CANDIDATE: name=<snake_case>, changes="<specific changes>", prediction="<expected pass rate improvement AND expected token/turn impact>"

Step 2: Implement (1 subagent)

Launch 1 Agent subagent (subagent_type: "general-purpose"). The prompt must include the candidate name, class name, specific changes from Step 1, and the working directory.

The subagent should:

Copy over one of the agents in
```
agents/
```
as a starting point:
```
agents/<snake_case_name>.py
```
. Your final agent should be a subclass of
```
harbor.agents.terminus_2.terminus_2.Terminus2
```
.
Make targeted changes according to the agent instructions.
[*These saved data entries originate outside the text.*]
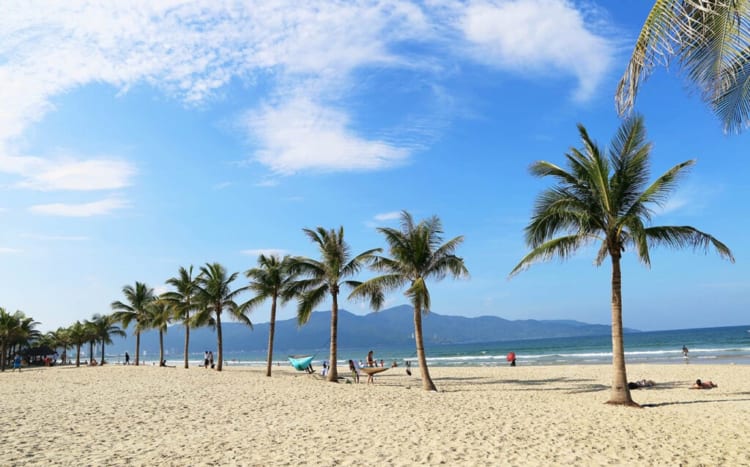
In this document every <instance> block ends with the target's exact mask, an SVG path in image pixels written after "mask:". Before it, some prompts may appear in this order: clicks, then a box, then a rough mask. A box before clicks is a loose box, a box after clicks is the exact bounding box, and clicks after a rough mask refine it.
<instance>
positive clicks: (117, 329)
mask: <svg viewBox="0 0 750 467" xmlns="http://www.w3.org/2000/svg"><path fill="white" fill-rule="evenodd" d="M90 322H91V324H92V330H93V332H94V338H95V340H96V341H97V342H99V343H101V344H102V355H101V360H100V364H101V365H104V355H105V353H104V345H105V344H112V336H120V337H125V335H126V334H125V331H123V330H122V329H120V326H118V325H117V324H116V323H117V321H116V320H115V319H114V317H113V316H112V315H100V314H98V313H97V314H95V315H94V316H93V317H92V318H91V321H90Z"/></svg>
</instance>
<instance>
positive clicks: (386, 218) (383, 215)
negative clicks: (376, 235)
mask: <svg viewBox="0 0 750 467" xmlns="http://www.w3.org/2000/svg"><path fill="white" fill-rule="evenodd" d="M399 217H401V211H391V212H384V213H382V214H375V216H374V217H373V219H375V220H376V221H392V220H395V219H398V218H399Z"/></svg>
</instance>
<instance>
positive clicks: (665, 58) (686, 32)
mask: <svg viewBox="0 0 750 467" xmlns="http://www.w3.org/2000/svg"><path fill="white" fill-rule="evenodd" d="M748 20H750V2H747V1H742V0H733V1H728V0H656V1H655V2H654V6H653V7H652V8H651V11H650V12H649V14H648V17H647V18H646V21H645V22H644V24H643V28H642V29H641V32H640V34H639V35H638V39H637V41H636V43H635V46H634V48H633V54H632V56H631V58H630V61H629V62H628V65H627V67H626V69H625V73H624V74H623V76H622V78H621V79H620V82H619V84H618V86H617V92H616V95H615V101H616V106H617V110H618V112H619V113H620V114H624V113H626V112H627V111H629V110H630V109H632V108H633V106H634V104H635V97H636V94H637V93H638V88H639V85H640V83H641V82H642V81H644V80H645V79H646V77H647V76H648V75H649V74H650V73H651V71H652V70H653V68H654V67H655V66H657V65H665V66H666V65H668V64H669V63H670V62H672V61H675V62H676V63H677V64H678V66H679V68H681V69H682V70H683V71H685V73H686V75H687V78H688V79H689V81H690V82H691V83H692V84H693V85H694V86H695V87H696V88H697V89H698V90H699V91H700V92H701V94H702V96H703V99H704V100H705V101H706V102H707V103H708V104H709V105H710V106H711V107H712V109H713V110H714V112H715V113H716V114H717V116H718V117H719V119H720V120H721V122H722V124H723V126H724V130H725V131H727V132H738V131H740V130H741V129H742V128H743V127H746V126H747V125H748V123H750V122H749V118H750V28H748Z"/></svg>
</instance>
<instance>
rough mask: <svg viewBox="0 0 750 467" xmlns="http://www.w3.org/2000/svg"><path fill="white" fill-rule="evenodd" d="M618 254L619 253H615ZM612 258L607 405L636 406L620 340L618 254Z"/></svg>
mask: <svg viewBox="0 0 750 467" xmlns="http://www.w3.org/2000/svg"><path fill="white" fill-rule="evenodd" d="M617 253H619V251H618V252H617ZM617 253H616V254H611V255H610V256H611V258H612V370H613V375H612V390H611V392H610V396H609V401H607V403H608V404H618V405H631V406H636V407H637V406H638V404H636V403H635V402H633V399H632V398H631V397H630V389H628V376H627V373H626V371H625V346H624V345H623V340H622V278H621V272H620V256H619V254H617Z"/></svg>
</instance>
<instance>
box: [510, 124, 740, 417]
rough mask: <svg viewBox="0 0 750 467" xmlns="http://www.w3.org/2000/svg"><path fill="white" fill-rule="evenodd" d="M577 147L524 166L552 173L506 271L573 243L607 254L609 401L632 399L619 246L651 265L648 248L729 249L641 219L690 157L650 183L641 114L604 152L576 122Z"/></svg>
mask: <svg viewBox="0 0 750 467" xmlns="http://www.w3.org/2000/svg"><path fill="white" fill-rule="evenodd" d="M578 130H579V132H580V135H581V140H582V143H583V148H582V149H575V148H574V149H571V150H570V152H569V153H568V154H566V155H565V157H566V158H567V162H568V165H569V170H567V171H566V170H565V169H563V168H561V167H559V166H557V165H555V164H553V163H551V162H546V161H539V162H535V163H534V164H533V165H532V166H531V173H532V174H533V175H535V176H538V177H552V178H553V179H554V180H555V181H556V182H557V184H556V185H555V186H554V187H552V188H549V189H547V190H545V191H543V192H542V193H541V194H540V195H539V197H538V198H537V201H536V205H535V207H534V214H533V216H532V218H531V222H530V223H529V225H528V226H527V227H526V230H525V231H526V243H527V244H528V246H529V247H530V248H531V252H530V253H528V254H527V255H526V256H525V257H524V258H523V259H522V260H521V261H520V262H519V263H518V265H517V266H516V267H515V268H513V270H512V271H511V276H513V275H515V274H517V273H518V272H520V271H521V270H523V269H525V268H526V267H528V266H530V265H531V264H533V263H535V262H537V261H541V260H548V259H551V258H554V257H559V258H563V259H565V258H567V257H569V256H570V255H572V254H573V253H574V252H575V251H576V250H578V249H579V248H580V247H582V246H584V245H587V244H591V243H595V242H600V246H599V250H598V253H597V256H596V264H597V265H601V264H602V263H603V262H604V261H605V260H606V258H607V257H609V258H610V260H611V264H612V302H611V303H612V308H611V311H612V365H613V370H614V376H613V381H612V390H611V394H610V399H609V403H611V404H624V405H637V404H635V403H634V402H633V400H632V398H631V397H630V391H629V390H628V380H627V374H626V371H625V349H624V347H623V339H622V290H621V289H622V279H621V271H620V260H621V257H622V254H623V252H624V251H625V249H626V247H629V248H631V249H632V250H633V251H634V252H635V254H636V255H637V256H638V259H639V260H640V261H641V262H642V263H643V264H644V265H645V266H647V267H648V266H650V264H651V258H650V256H649V248H651V247H652V246H657V245H658V246H667V247H671V248H684V247H693V248H694V249H702V250H706V251H707V250H708V249H709V248H710V247H712V246H713V247H714V248H715V249H716V251H717V252H718V253H719V255H720V256H722V257H724V258H727V259H729V260H730V261H732V262H733V261H734V257H733V256H732V253H731V251H730V250H729V248H727V246H726V245H724V244H723V243H721V242H720V241H719V240H717V239H716V238H714V237H712V236H711V235H709V234H707V233H704V232H701V231H699V230H697V229H696V228H694V227H690V226H675V227H671V226H657V227H653V226H648V224H649V223H650V221H651V218H652V216H653V214H654V211H653V207H652V206H660V205H662V204H663V203H664V202H665V201H666V200H667V198H668V196H669V194H670V192H671V191H672V190H673V189H674V188H675V187H676V185H677V182H678V181H679V180H680V179H681V177H682V176H683V174H684V173H685V171H686V169H687V168H689V167H690V166H692V165H693V164H694V162H695V161H692V160H690V161H686V162H683V163H681V164H678V165H676V166H674V167H673V168H671V169H670V170H668V171H667V172H665V173H664V174H663V175H661V176H660V177H659V178H657V179H656V180H655V181H654V182H652V183H651V184H650V185H649V184H648V178H649V155H650V152H651V143H649V142H648V141H646V130H645V127H644V123H643V118H641V117H640V116H634V117H632V118H629V119H626V120H625V121H624V122H623V124H622V125H621V127H620V129H619V131H618V133H617V135H616V136H615V137H614V138H613V140H612V142H611V143H610V147H609V150H608V154H605V150H603V149H601V148H600V147H599V146H597V145H596V143H595V142H593V141H592V140H591V138H590V137H589V135H588V133H587V132H586V129H585V128H584V127H583V125H578Z"/></svg>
Smoke test: validate import (

uv run python -c "from agents.<name> import *; print('OK')"

)

Return: file path, validation status

Step 3: Write pending_eval.json

Write

pending_eval.json

to the path specified in the task prompt:

{
  "iteration": <N>,
  "candidates": [
    {
      "name": "<name>",
      "import_path": "agents.<name>:AgentHarness",
      "hypothesis": "<falsifiable claim>",
      "changes": "<what was changed>",
      "expected_efficiency": "<expected token/turn impact>"
    }
  ]
}

Output:

CANDIDATES: <name1>

IMPORTANT NOTES

Always name the class
AgentHarness
in candidate files. The import path is always
```
agents.<name>:AgentHarness
```
.
ALL methods in
AgentHarness
are async. Use
```
await
```
when calling super() methods.
```
AgentHarness
```
calls
```
litellm.acompletion
```
directly -- it does NOT use harbor's
```
Chat
```
class for LLM calls. The
```
Chat
```
object is passed in but only used for message history / token counting.
The
```
TOOLS
```
constant defines the native tool schema. You can extend it with new tools by overriding
```
_call_llm_with_tools
```
to pass
```
tools=TOOLS + [new_tool]
```
and
```
_parse_tool_calls
```
to handle the new tool.
The prompt template uses
```
{instruction}
```
and
```
{terminal_state}
```
placeholders (standard Python
```
.format()
```
).
```
_limit_output_length
```
truncates at 30KB (KIRA's limit, vs 10KB in Terminus2).